Dinosaur L - 24→24 Music - 17-Jan-06 04:35 AM
The title is a nod to the improvised nature of the recordings - Arthur Russell arranged the tracks so the rhythm would change every 24 bars.

Electronic - Getting Away With It... - 16-Dec-05 05:41 AM
7 reasons why Getting Away With It… is perfect pop.

Reason #1: it's all about the ellipsis in the title…

Reason #2: the song opens on such a dream of a bassline fidgeting under a swathe of strings. Barney sings "I've been walking in the rain just to get wet on purpose", and lisps the ess in the laziest of shrugs.

Reason #3: forty-five seconds in, a spectre of Neil Tennants loom over the chorus. Tennant, in the Dusty-est of traditions, is multitracked approx eighty-nine times - atonally. This is pop genius.

Reason #4: "However I look it's clear to see, I love you more than you love me"

Reason #5: verse two; Johnny Marr cuts Chic-ly at his guitar and the cellos chop as Barney sniffs "I hate that mirror, it makes me feel so worthless". As the bassline slouches, Marr's mogadon flamenco dodges the poison arrows of Dudley's strings; it's heavenly.

Reason #6: the singles' artwork (a somewhat lazy reappropriaton of stock photography) was the start of Saville's descent into the Mac trap. But! Not only is the barcode the most perfectly positioned barcode ever, the hidden verso of the inlay is printed blood red. You might not understand how important this is - trust me, it is.

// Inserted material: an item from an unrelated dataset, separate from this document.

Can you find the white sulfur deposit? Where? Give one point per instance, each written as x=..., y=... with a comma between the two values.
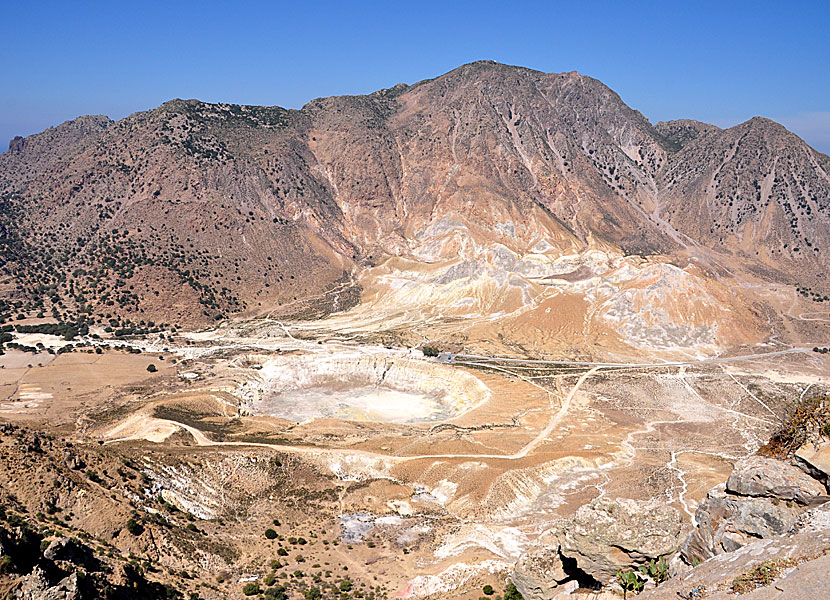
x=378, y=387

Reason #7: it's only 4:21 seconds long. It's only a pop song. But somehow this song has lived in my life for over 16 years. When I'm happy, it sings my happiness back at me. When I am blue, it cries too. It can sound slightly concerned. It often sounds like it doesn't have a care in its world. It has a swagger. It's such a perfect sigh of a song.

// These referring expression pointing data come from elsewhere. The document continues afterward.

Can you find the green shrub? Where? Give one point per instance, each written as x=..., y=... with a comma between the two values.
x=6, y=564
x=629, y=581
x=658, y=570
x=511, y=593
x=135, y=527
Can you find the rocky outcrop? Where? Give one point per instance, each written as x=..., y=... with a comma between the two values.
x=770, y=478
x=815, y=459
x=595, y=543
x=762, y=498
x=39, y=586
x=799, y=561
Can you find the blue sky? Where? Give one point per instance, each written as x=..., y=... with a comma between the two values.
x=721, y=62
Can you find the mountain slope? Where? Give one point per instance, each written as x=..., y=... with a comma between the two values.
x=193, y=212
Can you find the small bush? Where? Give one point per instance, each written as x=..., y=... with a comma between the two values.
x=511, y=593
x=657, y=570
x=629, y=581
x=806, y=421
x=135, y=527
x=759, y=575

Section 25 - From The Hip - In The Flesh: Live In America 1985 - 22-Oct-05 02:26 PM
1982: the Factory backlash is in full effect. UK music weeklies gleefully shred to pieces most of the label's output. Section 25 are deemed dour Joy Division copyists, regardless of the merits of their work. Section 25 take a decision; to reinvent themselves, to follow their love of Kraftwerk and electro, to lighten up a little.

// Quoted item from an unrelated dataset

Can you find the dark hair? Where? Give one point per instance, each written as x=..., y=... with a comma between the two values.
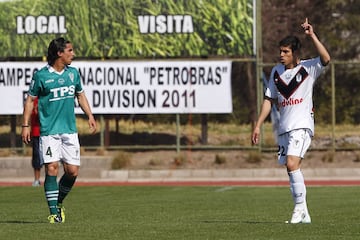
x=55, y=46
x=291, y=41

Fast forward to the first months of 1985: Section 25 are touring America coast to coast. They are trying to find a deal for From The Hip, an album of pin-sharp electro tracks, utterly ignored by the British media. For live performance, the group rely heavily on sequencing and on a sound they had stumbled upon two years previous whilst learning their new TB303; a harsh piercing "squiggle" that would later typify acid house.

This CD is a document of that US tour. This group of supposed JD-copyists from Blackpool, written off in their own country, toured a proto-version of acid chanced upon by mistake two years prior, through Detroit, Chicago and New York. Program For Light and Looking From A Hilltop astound. Squalls of feedback and pounding drums vie for air with punishing sequenced rhythms and keys. The (ab)use of the TB303, and in a live band context, is eye opening.

No US deal was forthcoming. The group dissolved, three members leaving unable to live of the meagre earnings. Section 25 recorded one final album as a duo under impossible financial circumstances, then faded away.

Maybe if they had been signed in the US… Maybe if they had released their first TB303 experiments in 1983… Maybe if they had taken this live sound to the studio… Maybe if Factory had given them just a little support… then maybe history would be just a little different.